Lambda architecture is the favored model for data processing that unites traditional batch processing and stream processing methods into the same framework. It has been the standard approach in big data to balance latency, throughput, and fault tolerance. In gest, batch processing is carried out to find the old dataset’s behavioral pattern in a batch layer to obtain accurate and comprehensive views of the data on a daily or hourly basis. Simultaneously, real-time stream processing is carried out to provide several views from the online data.
The lambda architecture is further divided into three major sections to compute the distributed data in real-time.
Batch Layer in the Lambda Architecture
Initially, the data streams are obtained from various sources split into two parts and are ingested into the batch layers and speed layer simultaneously. When the new data is being streamed, it gets deposited into this layer and becomes part of the master dataset. It is also called a ‘Data Lake, ‘ which acts as a historical archive to hold all the data. The data in this layer is unchangeable except for adding up the new information. Then, the data are ingested in large batches in specific schedules to generate the various reports. The schedules can be set either daily or on an hourly basis as per the requirements. The output is typically stored in a ready only database by replacing the precomputed views.
Speed Layer in the Lambda Architecture
This layer is responsible for processing the data’s continuous stream by not caring if data is incomplete or needs some fixation. It does not precompute the entire data; instead, it undergoes the incremental process to store and update the data’s real-time views. This layer tries hard to provide real-time views of the most frequent data by minimizing the latency because older data is observed in the batch layer. The views produced from this layer may not be complete and have a specific time to compute as the batch layer because it really works with the live data.

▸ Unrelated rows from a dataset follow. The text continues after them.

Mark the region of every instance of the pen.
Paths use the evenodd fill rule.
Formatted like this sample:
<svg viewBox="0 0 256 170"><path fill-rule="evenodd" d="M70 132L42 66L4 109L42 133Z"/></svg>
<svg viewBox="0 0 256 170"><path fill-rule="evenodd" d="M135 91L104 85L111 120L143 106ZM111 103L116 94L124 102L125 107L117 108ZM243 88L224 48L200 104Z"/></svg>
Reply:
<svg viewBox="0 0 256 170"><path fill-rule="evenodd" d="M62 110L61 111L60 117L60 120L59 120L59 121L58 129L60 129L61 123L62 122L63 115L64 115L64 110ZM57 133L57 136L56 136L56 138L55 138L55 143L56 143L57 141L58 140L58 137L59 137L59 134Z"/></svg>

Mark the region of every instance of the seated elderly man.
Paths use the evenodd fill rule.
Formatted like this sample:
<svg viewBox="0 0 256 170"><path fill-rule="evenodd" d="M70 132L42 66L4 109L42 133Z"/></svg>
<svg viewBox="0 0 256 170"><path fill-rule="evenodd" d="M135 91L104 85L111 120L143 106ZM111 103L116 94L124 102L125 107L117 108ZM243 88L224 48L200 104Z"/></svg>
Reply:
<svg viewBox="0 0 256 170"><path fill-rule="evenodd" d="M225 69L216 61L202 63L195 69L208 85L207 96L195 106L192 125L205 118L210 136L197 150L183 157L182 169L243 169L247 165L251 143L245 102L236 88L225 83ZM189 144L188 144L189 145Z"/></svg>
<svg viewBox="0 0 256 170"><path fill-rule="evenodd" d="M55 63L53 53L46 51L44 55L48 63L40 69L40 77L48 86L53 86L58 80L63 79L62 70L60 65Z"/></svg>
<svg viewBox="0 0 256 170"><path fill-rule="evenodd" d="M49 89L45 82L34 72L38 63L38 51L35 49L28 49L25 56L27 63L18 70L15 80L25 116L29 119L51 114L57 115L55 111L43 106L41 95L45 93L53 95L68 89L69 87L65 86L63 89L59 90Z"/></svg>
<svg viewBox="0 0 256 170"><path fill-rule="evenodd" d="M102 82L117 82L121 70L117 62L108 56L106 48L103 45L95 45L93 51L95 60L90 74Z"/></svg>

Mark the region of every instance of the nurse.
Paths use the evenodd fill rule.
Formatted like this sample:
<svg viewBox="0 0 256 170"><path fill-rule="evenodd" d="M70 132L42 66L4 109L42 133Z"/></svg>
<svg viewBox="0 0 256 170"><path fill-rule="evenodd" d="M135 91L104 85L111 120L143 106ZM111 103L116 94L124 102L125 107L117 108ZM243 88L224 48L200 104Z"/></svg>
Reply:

Serving Layer in the Lambda Architecture
The combined batch views and the real-time views, which are the output of the batch layer and speed layer, respectively, are forwarded into this layer. The result is stored in the specialized distributed database, which can be queried by the user in low latency and ad-hoc manner. This layer is responsible for responding to any of the queries by providing the results of the calculations.
Benefits
The following features made the lambda architecture more beneficial to process big data:
Data Consistency
Lambda architecture solves the problem of data inconsistency in the distributed system. The sequentially processed data and the indexing process ensure the consistent data replica in batch and speed layers.
Scalability
This architecture is highly scalable, which allows to add or remove several nodes and doesn’t care how much data needs to be processed
Fault tolerance
It is also a fault tolerance for any of the hardware or software failure. There is another node that continues the workload for any failure and doesn’t impact the system’s performance.
Business Agility
This architecture can process the data in real-time, which helps the various companies make crucial decisions.
Applications of the Lambda Architecture
Twitter, which is regarded as a microblogging system, uses the lambda architecture to understand the various tweets’ sentiments so far.
Crashlytics deals with mobile analysis to produce meaningful insights with the use of lambda architecture.
A popular forum stack overflow that deals with the questions and answers also use the lambda architecture. Here, batch views are used to find the analytical results for voting.